Nate Williams said there are two reasons customers want a smart home: "to save money or for more security." However, the smarthome devices must make the homeowners life better. "No one wants to be CTO of their home," August said.
Tim Colleran predicted that voice will be "the next big thing in smart home," but, he cautioned that devices need a smart filter for anything that's' being stored in the cloud. He talked about smart home features helping raise the historic 20-percent penetration rate of residential security systems, but it's important for security companies to pay attention to demographic data. A smart home consumer in rural Colorado and the smart home consumer in Los Angeles have vastly different reasons for investing in a smart home, he said.

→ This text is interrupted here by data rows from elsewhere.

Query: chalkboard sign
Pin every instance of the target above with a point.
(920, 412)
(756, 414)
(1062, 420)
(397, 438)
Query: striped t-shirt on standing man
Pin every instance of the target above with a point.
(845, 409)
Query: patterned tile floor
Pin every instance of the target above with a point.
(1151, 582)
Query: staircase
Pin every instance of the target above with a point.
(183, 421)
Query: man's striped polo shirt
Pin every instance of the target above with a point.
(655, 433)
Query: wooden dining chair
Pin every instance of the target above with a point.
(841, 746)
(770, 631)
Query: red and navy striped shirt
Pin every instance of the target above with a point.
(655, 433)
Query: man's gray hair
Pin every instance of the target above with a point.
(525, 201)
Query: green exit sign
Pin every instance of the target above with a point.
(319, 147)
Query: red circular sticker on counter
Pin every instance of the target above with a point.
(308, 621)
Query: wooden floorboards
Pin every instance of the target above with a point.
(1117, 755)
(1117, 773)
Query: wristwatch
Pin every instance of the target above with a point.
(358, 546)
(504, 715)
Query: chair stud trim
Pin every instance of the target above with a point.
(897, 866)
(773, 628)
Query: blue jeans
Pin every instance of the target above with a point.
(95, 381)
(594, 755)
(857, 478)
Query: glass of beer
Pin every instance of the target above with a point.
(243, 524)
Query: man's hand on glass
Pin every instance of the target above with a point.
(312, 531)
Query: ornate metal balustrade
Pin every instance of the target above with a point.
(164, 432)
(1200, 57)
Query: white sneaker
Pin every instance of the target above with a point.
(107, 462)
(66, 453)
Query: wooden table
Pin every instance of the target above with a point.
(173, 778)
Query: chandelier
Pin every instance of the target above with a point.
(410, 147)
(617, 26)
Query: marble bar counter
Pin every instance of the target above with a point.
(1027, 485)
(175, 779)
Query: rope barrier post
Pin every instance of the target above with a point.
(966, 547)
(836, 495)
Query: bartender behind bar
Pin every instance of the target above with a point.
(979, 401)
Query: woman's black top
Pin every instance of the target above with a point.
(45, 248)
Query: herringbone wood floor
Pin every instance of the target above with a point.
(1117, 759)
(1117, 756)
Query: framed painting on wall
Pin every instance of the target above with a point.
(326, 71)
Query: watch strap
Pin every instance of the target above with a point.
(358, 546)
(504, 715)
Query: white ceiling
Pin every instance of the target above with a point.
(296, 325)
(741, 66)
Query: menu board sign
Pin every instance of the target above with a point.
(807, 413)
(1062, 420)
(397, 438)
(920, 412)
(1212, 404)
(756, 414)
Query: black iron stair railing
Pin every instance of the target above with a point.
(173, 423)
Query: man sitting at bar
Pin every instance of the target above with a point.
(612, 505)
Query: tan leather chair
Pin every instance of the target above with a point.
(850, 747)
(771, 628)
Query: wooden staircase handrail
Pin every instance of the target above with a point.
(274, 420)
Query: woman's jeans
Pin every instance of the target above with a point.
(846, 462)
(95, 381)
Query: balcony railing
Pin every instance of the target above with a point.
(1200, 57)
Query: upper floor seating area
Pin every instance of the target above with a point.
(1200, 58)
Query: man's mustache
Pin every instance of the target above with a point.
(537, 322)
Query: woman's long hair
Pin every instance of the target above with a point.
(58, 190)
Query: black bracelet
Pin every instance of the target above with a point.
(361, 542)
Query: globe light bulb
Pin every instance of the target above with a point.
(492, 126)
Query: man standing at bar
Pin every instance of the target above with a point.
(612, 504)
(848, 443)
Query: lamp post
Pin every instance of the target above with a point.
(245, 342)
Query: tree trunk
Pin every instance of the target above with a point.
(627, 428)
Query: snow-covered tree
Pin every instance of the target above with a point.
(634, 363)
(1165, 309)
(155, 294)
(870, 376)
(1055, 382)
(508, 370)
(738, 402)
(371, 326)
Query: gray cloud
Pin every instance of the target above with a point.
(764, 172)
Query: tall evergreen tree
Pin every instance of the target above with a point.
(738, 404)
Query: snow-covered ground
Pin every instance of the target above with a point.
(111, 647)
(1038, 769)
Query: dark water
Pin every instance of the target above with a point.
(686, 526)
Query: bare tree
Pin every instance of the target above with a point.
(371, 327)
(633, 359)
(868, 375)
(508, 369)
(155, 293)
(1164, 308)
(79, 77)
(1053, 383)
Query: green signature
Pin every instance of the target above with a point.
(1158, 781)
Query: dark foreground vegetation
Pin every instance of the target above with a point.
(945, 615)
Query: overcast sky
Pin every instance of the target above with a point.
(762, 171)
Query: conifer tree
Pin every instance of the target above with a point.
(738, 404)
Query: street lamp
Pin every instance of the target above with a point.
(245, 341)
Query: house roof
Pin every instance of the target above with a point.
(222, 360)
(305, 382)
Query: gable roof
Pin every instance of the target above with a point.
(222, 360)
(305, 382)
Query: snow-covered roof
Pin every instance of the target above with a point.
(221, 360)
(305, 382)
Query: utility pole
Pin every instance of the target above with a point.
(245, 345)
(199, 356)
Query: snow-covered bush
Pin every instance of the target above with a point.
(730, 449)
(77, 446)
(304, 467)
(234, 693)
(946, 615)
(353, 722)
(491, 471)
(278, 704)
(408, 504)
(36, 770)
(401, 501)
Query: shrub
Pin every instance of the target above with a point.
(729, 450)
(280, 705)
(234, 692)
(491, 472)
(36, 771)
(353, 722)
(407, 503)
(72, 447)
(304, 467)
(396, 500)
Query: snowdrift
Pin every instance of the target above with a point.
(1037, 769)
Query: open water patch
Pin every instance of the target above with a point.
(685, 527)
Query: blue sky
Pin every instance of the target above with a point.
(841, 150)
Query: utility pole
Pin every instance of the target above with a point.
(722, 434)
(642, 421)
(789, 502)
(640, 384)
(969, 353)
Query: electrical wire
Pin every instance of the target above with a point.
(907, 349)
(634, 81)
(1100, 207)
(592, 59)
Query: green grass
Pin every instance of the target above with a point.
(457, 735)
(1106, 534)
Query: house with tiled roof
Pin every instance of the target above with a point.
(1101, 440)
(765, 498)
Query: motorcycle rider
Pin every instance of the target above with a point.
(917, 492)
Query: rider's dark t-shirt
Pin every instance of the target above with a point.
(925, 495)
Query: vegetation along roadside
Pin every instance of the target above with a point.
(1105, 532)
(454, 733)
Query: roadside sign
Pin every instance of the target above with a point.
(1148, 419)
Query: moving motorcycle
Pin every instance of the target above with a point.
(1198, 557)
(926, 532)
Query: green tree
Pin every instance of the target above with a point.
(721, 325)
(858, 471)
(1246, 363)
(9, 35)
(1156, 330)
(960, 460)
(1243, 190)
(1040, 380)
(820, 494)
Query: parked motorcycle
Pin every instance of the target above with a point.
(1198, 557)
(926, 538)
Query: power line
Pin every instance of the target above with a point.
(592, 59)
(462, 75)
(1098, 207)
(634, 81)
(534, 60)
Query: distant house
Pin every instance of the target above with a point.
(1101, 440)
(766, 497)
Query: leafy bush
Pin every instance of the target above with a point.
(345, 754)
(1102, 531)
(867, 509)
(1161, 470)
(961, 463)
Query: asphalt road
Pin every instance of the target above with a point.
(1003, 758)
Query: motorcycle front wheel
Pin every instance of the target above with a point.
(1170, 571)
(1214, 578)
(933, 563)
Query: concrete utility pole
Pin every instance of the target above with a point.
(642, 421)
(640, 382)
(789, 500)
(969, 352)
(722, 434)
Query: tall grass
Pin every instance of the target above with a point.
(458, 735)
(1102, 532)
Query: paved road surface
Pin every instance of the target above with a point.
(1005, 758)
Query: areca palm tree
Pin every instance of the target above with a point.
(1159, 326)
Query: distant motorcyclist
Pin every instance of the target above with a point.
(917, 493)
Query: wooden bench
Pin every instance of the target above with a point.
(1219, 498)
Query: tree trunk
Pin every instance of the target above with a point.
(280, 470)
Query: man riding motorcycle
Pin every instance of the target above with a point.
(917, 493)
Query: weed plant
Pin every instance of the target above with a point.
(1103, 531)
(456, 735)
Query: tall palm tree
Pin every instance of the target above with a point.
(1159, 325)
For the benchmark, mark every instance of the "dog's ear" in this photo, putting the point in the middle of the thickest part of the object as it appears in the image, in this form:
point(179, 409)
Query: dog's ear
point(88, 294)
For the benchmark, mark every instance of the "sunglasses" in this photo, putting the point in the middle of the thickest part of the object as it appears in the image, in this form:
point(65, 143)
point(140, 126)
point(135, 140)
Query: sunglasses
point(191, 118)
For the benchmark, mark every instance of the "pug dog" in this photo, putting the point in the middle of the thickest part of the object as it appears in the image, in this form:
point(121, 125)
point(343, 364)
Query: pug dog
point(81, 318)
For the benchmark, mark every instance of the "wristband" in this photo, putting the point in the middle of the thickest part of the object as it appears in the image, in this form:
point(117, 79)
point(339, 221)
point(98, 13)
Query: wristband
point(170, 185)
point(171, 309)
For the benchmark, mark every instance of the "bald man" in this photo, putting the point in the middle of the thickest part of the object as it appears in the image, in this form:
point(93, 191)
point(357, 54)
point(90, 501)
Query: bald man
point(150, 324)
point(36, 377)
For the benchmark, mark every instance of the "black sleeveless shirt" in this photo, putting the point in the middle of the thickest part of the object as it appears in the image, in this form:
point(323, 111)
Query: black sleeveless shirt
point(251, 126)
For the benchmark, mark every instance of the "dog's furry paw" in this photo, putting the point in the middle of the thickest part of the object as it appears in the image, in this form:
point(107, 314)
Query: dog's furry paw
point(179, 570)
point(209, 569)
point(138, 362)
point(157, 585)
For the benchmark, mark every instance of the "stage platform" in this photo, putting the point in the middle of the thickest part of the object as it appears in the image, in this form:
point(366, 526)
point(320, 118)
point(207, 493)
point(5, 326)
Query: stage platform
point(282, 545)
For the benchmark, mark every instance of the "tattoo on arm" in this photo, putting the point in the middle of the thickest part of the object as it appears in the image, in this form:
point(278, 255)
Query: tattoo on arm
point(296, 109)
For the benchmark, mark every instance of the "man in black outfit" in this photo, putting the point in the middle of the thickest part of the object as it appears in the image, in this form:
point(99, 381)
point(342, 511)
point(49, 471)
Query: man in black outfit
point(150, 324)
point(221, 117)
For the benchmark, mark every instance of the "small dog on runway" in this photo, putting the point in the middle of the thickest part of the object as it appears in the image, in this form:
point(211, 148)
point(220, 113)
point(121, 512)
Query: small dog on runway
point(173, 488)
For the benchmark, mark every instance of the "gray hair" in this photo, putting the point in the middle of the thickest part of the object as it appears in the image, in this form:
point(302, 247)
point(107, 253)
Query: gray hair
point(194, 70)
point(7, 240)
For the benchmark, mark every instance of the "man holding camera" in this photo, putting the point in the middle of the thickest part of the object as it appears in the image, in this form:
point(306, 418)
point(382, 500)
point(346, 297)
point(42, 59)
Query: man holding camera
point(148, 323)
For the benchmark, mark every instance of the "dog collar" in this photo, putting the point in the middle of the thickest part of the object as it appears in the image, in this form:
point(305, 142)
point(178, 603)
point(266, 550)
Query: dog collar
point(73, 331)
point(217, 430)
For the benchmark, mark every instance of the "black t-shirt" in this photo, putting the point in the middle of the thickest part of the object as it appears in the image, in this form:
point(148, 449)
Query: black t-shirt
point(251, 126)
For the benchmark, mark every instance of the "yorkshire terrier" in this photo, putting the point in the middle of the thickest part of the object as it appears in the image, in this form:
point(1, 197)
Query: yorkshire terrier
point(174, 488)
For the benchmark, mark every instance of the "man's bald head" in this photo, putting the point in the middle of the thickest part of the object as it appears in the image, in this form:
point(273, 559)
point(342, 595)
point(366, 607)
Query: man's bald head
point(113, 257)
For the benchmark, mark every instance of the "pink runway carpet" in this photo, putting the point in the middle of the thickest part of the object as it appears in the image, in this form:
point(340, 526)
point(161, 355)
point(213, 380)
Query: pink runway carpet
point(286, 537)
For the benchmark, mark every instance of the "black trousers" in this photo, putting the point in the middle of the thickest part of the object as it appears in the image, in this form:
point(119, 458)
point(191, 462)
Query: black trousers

On the show floor later in the afternoon, I spoke to many of the exhibiting companies including Axis Communications, where I had a chance to catch up with Jennifer Bruce, who's in charge of business develeopment for Axis cloud solutions. Bruce has agreed to be an advisor for Cloud+ and I'm looking forward to working with her on the 2016 educational program.
Security Systems News editors have just arrived in Fort Worth to attend ESX 2016.
I'm looking forward to many of the "main stage events" and the exhibit hall, and I'm planning to check out a couple of educational sessions tomorrow including one on cloud technology. It's called "Making Sense of Cloud" and it's at 10 a.m. in room 202A. I'm doing some research as I plan the educational program for Cloud +. What's Cloud+? Here's a link to the website and here's a link to a story about Cloud+.
Even though it's at the same time, I'm also going to check out the "Risky Business" session, which will address what SMBs need to do to survive a cyberbreach. It's 10 a.m., next door in room 202B.
And, as I was winging my way out here today, I read an interesting story in the Atlanta Business Chronicle (from Monday) about AT&T expanding its 5G lab trial to Atlanta. According to the story AT&T's trial is already happening in Austin, Texas. In addition to Atlanta, the trial will also be expanded to Middletown, N.J. and San Ramon, Calif.